Sunday 16 February 2020

Canto XIX - The Hell of Biggles



For as long as I’ve worked with collectible books and book collectors, I’ve never been able to fathom why it is that people collect Biggles books (and other books written by “Capt.” W.E. Johns). I have a theory about it but – prima facie – it seems like the last thing that anyone with intelligence and a solid income would waste their time with.
Let’s be clear: I have a penchant for vintage literature of various kinds and I do see the value of collecting children’s books – they rarely survive the rigours of the nursery, so finding them in pristine condition is incredibly difficult – but with this range of books, I’m stumped.
First, although it’s true that these books are becoming increasingly harder to find, it’s not as if they’re especially scarce. They were pumped out in huge print-runs from the early 30s onwards, so finding them isn’t difficult. Of course, in the 1960s, the character fell into huge disfavour, with the series’ outmoded colonial attitudes, and so finding the books published from about 1957 to just before Johns’s death in 1968 is a different matter altogether; nevertheless, with original printings, re-printings and licensed reproductions (mainly by Oxford University Press, but also in many other languages – other than French; they knew better!), these books are by no means scarce.

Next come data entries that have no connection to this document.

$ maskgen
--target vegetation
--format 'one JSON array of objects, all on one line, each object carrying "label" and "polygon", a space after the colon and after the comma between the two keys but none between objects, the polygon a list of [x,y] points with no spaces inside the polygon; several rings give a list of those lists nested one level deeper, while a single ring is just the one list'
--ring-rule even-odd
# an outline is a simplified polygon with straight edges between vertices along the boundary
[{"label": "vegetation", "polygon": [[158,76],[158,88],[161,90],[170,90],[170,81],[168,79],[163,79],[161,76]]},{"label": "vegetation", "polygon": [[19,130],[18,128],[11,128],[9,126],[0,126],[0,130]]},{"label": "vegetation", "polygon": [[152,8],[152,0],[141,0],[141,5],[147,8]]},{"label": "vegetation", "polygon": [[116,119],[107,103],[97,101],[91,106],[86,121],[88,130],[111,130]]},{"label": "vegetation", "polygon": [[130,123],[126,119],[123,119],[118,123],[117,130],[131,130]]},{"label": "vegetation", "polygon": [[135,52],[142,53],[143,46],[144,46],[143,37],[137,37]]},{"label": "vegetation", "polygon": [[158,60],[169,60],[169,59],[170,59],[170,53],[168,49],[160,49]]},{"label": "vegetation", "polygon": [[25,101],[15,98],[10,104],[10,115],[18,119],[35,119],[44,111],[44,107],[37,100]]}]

My instincts give me intimations as to why Biggles is such a common collecting obsession: it’s because it’s a stereotypical collecting type. Just like, in fiction, posh characters (Dorothy L. Sayers’ Lord Peter Wimsey springs to mind) tend to fiddle about with their incunabula, people who decide that they’re going to begin collecting books think, “what should I collect? I know – Biggles”. And that’s as far as it goes.
The character of Biggles has been a source of ridicule since the series loss of popularity in the 60s, with all the usual tawdry jokes about what was actually going on between him and Ginger and Algy, but even this doesn’t seem to put off potential collectors. It’s obvious from even the lightest skim of the material that the purpose of Biggles and his Air Detectives is to be counted as the morally upright targets of the depredations of Them (“Them” being everybody not covered by the armour of Englishness and Empire). Thus, we see Ginger being horsewhipped by Turks, and Biggles being clubbed by Zulus, along with any number of other loathsome racial stereotypes. The obvious whiff of homoeroticism that all this tacitly approved rough trade generates is obviously what Ian Fleming picked up upon too, and is the source of the “I know – I’ll let myself get captured by the baddies in order to learn their dastardly plan” manoeuvres that Bond comes up with. Biggles is, in short, Bond-lite.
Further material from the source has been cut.